Though Myers is not looking for someone to blame for her friend’s death, she often wonders what could have been done to help Bacon that night, or at least make sure he was still around today.
Since Bacon disappeared, there have been at least two other known cases where men died after meeting other men on hookup apps, including one in Berlin, where a teacher allegedly cannibalized his date after meeting him on Grindr. And that’s Myers’ biggest takeaway from all this: how do people stay safe in an age where a hookup is as anonymous as it is quick to find?
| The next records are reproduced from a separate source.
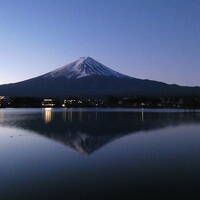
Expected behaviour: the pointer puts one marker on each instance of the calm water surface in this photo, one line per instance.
(98, 153)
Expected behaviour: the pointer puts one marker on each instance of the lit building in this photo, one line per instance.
(48, 103)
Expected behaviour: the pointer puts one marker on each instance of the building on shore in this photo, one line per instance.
(48, 103)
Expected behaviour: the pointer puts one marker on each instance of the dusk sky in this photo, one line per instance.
(148, 39)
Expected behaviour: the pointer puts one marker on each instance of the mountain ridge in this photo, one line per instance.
(87, 77)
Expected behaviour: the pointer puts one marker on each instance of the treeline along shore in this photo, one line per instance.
(109, 101)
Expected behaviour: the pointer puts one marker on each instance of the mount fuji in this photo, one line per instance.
(87, 77)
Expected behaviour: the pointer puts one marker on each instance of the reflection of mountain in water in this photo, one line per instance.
(88, 131)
In an emailed statement, a spokesperson for Grindr said that people at the company, “were heartbroken and horrified to hear about this terrible tragedy, and share our condolences with Mr. Bacon’s family and friends. While for privacy reasons we do not offer public comment on individual user accounts or our direct interactions with law enforcement, we remain fully committed to working with law enforcement any time we are contacted as part of an investigation.”
Myers sees app safety as a place to start, a way to save others from meeting their murderer online.“There are things that could be done with location finding,” she says, referencing the possibility that phone app creators can build in safety nets for their users, as Tinder did in a partnership with Noonlight. “But the way this happened, I don’t know what could‘ve been done.”
In December, family and friends of Bacon’s went to Flint Rock to paint a mural in his honor. They had done the same thing a year before, with a colorful rainbow and a portrait of Bacon with his trademark purple hair. This year, it was simpler: Just his name.
But Myers and Woodley, Kevin’s friend who drove him to the hospital, stayed home. Woodley’s sister gave her a painted portrait of Bacon, while Myers celebrated him quietly after being diagnosed with Covid-19 in mid-December.
Myers says she doesn’t forget the week she gathered scores of people to go and search for her vivacious, loving, and compassionate friend, where they all went in hoping for the best and experiencing the worst. “I’m still getting flashbacks to last year when we were out searching,” she says. “Christmas will always feel weird, but hopefully it will get better.”